Still, the ALP program represents one of ISAF’s last, best hopes. Unfortunately for foreign policymakers hoping to leave behind a transformed Afghanistan, there are few guarantees that any of the current international efforts will continue after the backbone U.S. troops depart in two years’ time.

Isolated examples such as Mohamed’s weapons-find are encouraging. But there are plenty of counter-examples, even in Marzak.

The local police force that Mohamed commands nearly collapsed in mid-January when one of the police, acting on some unexplained tribal vendetta, went rogue. The day before his ALP class graduated from basic training, Mohamed Aman led 11 police recruits into Marzak and, consulting a list he’d drawn up, denounced several residents as Taliban supporters and ordered them out of town.

Village elders raced to defend the accused, and withdrew their support for the police program until the Americans got rid of Aman. Shortly after Perkins fired Aman, the 11 men who had followed the rogue cop threatened to quit the program unless Aman was reinstated. Perkins managed to talk them down.

It was just one worrying incident among many, at a time late in the war when Afghan forces are supposed to be demonstrating their ability to provide security on their own.
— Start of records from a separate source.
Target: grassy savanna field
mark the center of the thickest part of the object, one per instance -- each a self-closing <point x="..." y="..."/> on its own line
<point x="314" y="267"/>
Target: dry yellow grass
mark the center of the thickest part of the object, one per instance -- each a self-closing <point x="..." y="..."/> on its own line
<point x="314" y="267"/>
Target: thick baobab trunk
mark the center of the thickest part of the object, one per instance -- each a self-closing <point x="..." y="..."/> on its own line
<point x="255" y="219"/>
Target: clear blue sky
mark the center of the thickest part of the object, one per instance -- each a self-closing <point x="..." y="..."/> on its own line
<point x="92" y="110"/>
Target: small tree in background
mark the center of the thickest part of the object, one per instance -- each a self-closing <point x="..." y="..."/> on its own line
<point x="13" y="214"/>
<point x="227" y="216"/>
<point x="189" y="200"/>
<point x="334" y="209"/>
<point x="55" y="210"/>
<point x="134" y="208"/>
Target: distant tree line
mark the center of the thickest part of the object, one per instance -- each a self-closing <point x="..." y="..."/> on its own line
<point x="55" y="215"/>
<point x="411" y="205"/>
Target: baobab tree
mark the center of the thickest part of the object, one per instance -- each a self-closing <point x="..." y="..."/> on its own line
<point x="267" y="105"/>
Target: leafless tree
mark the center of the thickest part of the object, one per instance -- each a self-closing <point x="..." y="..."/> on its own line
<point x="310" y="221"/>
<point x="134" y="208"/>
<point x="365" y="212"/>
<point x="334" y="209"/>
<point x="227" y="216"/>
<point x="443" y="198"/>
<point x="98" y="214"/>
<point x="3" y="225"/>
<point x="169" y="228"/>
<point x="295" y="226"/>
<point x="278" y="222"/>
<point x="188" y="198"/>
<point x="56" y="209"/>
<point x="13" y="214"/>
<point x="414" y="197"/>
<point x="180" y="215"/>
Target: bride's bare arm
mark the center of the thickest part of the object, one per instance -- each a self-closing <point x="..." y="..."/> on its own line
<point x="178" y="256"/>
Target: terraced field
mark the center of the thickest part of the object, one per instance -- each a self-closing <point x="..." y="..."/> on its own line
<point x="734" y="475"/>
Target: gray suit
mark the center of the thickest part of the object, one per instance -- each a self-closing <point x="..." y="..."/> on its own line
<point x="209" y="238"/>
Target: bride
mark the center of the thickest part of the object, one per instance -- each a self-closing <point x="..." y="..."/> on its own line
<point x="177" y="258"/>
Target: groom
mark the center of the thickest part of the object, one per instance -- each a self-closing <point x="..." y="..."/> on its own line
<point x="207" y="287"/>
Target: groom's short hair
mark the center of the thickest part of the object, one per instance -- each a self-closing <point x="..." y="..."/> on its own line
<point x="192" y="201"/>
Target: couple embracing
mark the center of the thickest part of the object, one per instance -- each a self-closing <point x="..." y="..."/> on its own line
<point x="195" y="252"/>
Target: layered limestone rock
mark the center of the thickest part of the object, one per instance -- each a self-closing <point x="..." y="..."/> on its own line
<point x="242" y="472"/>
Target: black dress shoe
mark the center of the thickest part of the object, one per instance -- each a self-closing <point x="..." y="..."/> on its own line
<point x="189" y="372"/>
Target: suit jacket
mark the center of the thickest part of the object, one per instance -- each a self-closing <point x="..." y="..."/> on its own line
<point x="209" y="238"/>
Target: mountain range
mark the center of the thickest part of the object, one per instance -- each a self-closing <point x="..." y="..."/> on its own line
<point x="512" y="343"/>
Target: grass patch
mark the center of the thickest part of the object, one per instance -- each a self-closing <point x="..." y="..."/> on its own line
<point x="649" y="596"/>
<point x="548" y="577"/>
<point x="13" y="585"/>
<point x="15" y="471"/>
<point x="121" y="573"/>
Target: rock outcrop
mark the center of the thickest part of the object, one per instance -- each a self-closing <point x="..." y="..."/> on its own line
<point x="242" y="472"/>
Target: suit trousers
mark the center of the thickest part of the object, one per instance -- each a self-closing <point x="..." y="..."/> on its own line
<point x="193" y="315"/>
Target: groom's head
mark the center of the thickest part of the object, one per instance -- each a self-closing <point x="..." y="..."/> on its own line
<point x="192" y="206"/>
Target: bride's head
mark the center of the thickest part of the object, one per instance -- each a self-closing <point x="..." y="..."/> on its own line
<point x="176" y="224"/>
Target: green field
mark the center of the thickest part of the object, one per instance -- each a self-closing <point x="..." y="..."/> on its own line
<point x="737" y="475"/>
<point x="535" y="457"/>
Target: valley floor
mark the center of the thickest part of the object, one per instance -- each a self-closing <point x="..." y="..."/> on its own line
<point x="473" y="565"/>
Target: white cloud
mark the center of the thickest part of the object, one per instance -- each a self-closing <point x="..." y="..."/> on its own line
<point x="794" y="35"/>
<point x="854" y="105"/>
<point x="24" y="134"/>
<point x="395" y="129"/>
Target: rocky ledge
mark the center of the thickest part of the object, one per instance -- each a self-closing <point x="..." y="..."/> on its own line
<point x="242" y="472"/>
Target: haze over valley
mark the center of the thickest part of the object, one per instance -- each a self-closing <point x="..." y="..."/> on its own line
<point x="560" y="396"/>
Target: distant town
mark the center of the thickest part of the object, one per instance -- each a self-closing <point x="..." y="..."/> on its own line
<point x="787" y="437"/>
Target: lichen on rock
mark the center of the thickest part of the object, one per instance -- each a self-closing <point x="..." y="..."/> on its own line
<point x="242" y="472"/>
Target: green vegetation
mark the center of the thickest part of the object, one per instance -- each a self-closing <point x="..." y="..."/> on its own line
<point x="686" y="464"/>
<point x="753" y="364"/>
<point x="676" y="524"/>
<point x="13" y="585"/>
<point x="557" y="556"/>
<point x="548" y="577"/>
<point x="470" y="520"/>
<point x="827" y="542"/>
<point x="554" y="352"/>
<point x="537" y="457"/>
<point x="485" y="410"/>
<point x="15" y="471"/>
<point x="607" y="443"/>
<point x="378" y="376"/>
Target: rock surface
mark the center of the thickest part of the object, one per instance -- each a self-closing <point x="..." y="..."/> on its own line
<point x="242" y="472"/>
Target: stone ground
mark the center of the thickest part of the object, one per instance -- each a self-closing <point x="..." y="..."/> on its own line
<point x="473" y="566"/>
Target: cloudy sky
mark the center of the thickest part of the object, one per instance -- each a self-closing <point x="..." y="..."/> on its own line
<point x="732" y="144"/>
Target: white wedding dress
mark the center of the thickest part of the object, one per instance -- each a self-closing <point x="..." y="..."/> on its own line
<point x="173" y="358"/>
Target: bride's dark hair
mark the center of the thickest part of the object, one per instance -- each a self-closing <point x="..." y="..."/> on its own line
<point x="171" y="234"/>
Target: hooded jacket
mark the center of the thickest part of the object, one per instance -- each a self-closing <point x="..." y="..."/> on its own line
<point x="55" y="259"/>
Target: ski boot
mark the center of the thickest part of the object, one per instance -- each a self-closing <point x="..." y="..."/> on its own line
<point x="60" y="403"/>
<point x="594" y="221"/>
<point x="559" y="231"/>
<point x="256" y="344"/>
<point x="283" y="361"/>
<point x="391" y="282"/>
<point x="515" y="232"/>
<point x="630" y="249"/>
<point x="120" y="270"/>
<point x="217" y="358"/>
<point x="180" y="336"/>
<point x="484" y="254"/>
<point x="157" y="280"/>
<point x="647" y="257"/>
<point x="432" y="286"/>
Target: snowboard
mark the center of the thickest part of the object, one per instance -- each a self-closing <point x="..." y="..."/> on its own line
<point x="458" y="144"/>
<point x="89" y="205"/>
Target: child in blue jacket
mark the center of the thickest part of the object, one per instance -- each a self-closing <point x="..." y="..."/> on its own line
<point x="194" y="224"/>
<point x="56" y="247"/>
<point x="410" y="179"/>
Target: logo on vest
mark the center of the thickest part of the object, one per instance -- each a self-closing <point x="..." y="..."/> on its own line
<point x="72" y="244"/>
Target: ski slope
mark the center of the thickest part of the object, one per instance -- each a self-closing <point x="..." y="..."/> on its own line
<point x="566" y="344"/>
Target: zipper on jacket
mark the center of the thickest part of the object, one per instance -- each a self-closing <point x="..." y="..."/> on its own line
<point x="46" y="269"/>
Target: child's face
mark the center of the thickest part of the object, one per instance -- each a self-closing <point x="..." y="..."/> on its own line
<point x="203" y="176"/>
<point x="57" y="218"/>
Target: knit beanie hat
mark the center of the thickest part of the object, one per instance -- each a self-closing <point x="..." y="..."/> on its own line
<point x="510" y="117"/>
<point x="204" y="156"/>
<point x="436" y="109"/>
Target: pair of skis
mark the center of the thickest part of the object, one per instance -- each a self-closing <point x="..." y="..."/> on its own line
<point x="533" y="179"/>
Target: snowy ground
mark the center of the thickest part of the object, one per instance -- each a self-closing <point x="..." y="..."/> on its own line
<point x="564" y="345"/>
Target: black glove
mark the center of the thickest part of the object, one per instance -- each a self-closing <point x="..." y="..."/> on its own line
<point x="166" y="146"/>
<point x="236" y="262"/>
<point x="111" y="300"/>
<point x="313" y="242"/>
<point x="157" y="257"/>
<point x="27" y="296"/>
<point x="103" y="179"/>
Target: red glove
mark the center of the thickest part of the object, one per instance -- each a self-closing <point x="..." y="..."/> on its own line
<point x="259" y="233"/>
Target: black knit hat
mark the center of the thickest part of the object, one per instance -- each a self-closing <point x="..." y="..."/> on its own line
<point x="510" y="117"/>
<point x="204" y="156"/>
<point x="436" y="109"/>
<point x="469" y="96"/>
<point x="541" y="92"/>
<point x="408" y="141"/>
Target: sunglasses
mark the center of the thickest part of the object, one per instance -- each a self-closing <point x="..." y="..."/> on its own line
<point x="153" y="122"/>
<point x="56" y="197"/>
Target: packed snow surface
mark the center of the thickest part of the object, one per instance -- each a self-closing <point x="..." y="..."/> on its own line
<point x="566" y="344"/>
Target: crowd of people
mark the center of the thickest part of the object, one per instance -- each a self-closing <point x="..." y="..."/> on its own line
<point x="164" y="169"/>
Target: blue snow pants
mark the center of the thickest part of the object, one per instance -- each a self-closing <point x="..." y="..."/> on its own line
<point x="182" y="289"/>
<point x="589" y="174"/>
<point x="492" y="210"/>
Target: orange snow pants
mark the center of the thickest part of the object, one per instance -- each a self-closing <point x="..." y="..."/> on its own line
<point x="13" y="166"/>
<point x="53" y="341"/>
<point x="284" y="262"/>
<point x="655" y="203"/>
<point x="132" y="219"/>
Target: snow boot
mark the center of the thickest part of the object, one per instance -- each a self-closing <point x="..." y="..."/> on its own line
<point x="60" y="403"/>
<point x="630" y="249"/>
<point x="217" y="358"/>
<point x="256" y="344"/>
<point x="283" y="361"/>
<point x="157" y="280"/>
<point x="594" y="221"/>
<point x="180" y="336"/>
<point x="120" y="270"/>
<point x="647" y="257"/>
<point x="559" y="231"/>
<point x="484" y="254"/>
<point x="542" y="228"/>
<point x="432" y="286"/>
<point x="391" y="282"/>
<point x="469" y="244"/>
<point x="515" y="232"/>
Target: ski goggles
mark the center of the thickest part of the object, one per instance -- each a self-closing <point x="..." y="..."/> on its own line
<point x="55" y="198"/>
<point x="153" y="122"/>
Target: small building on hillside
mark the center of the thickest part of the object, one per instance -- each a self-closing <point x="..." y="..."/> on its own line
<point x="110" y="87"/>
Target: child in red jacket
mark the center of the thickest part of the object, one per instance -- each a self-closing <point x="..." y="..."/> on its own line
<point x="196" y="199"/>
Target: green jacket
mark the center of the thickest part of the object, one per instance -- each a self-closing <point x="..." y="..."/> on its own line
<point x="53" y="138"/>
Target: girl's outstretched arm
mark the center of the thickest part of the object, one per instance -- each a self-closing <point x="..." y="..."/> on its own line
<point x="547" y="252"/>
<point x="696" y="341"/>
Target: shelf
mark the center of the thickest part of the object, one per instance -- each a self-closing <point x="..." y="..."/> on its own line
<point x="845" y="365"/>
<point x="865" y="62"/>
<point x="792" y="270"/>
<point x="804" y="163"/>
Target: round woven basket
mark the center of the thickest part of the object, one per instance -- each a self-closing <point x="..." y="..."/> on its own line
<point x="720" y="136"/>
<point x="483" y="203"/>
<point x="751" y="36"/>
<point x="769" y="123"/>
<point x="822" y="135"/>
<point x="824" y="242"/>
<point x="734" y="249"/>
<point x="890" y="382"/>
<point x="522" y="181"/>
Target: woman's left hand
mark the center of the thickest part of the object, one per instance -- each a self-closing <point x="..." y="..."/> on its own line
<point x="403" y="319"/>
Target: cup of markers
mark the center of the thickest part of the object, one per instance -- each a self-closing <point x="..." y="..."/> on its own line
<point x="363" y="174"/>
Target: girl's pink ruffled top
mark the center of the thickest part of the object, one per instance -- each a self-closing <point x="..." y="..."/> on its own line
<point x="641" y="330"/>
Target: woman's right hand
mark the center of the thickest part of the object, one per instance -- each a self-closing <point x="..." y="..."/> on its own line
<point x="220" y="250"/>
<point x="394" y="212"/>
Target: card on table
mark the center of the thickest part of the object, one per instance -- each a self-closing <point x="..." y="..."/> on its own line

Instead, the same old personal and tribal conflicts all too often interfere with efforts to defeat the Pakistan-based insurgency.

“The big challenge for 2013 is what to do with the ALP,” Taylor admits. 

“The priority should be to create mechanisms to ensure proper training, supervision, and accountability so that the Afghan Local Police does not become just another abusive militia,” Human Rights Watch reported.

Perkins says there’s a proposal to fold the local cops into the national police force, which could provide better oversight. But that would require extra training. And extra training takes time. With just two fighting seasons remaining before foreign troops leave, time is one thing ISAF doesn’t have.